26 de Setembro? Mas isso não faz
sentido! Quer dizer, de acordo com a minha teoria o número não tem qualquer
simbolismo relacional. E é impossível dizer se vai acontecer ou não, seja o que
for que se vai suceder.
Já
pesquisei os acontecimentos da data, já me lembrei que possa ter sido uma
contagem dos dias porque me perguntou em que dia do mês é que estávamos e
corrigiu o 28 para 26, nada faz sentido. 26? Porquê 26? Porque não 15, ou 10 de
Dezembro?
Afinal
isto de ser uma marioneta num mundo rodeado por robôs ou máquinas programadas
para me tornarem num objecto de estudo tem que se lhe diga. Principalmente
quando os observadores nos dão enigmas impossíveis de decifrar que só deixam
dúvidas e suposições sem certezas de nada.
26? Será
que são conversas paralelas que me levam a duvidar da minha própria conjectura?
Conversas essas que sou obrigada a desconhecer por motivos que me são alheios
mas bem evidentes.

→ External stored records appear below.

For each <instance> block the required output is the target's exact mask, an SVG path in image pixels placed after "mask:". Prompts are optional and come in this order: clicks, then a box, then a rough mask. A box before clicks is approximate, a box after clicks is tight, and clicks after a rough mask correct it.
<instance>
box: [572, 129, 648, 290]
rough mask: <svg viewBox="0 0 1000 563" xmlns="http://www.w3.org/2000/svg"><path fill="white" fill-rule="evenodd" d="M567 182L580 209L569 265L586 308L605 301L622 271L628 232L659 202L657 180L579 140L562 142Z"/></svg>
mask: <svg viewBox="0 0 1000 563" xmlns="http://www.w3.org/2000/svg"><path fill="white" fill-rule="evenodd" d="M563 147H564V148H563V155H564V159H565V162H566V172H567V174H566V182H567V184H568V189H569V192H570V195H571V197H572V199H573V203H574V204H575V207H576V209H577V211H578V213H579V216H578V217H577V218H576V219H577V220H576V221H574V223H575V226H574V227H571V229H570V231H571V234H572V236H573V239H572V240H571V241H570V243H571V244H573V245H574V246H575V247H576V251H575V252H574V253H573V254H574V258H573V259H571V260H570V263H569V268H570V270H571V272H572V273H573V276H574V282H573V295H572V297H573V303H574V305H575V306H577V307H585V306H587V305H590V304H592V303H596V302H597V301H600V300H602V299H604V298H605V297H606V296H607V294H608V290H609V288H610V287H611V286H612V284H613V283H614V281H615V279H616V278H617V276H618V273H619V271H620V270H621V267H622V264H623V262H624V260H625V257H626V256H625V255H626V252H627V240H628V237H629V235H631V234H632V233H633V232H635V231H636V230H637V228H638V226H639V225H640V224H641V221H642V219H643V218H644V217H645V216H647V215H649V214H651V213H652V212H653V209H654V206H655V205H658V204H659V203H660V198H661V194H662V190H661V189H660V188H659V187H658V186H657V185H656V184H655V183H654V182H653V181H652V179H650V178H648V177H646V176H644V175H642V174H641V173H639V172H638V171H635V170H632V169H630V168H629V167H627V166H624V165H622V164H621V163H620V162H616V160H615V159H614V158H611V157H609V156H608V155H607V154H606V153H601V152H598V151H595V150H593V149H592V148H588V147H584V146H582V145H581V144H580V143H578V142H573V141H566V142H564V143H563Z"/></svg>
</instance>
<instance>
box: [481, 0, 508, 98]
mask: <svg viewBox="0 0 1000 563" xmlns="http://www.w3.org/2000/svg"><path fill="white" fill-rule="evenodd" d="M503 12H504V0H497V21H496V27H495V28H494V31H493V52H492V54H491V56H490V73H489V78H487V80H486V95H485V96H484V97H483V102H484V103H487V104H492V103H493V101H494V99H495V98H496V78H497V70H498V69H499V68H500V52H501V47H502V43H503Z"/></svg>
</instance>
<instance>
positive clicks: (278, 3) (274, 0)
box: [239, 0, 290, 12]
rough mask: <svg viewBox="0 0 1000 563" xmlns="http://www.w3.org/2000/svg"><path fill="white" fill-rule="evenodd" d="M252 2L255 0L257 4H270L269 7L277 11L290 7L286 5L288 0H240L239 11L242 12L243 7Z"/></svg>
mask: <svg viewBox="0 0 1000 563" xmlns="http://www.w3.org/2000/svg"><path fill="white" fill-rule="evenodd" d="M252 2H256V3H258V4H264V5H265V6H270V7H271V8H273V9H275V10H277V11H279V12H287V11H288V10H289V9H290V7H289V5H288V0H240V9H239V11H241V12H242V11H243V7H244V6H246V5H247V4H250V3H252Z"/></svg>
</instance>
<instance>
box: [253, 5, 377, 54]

É isso? A minha vida está algures entre uma charada e umas
palavras num banco de jardim? Não. Não pode ser… Conheço-os demasiado bem para
saber que não é disso que se trata, não pode ser. Até porque o risco de um “Não”
ultrapassa em grande escala a coragem que algum dia possa vir a existir e todos
sabem disso. Não é difícil perceber da minha boca só sairia uma resposta
negativa. E depois seriam incapazes de falar disso seja com quem for.
Mas se não é isso então é o quê?
26? Porquê? Não sei, e duvido que algum dia venha a saber… mesmo depois do dia
26 de Novembro. Tiraram-me o sono, encheram-me de dúvidas.
É esperar que o puzzle se resolva
por si já que eu aparentemente não o consigo fazer.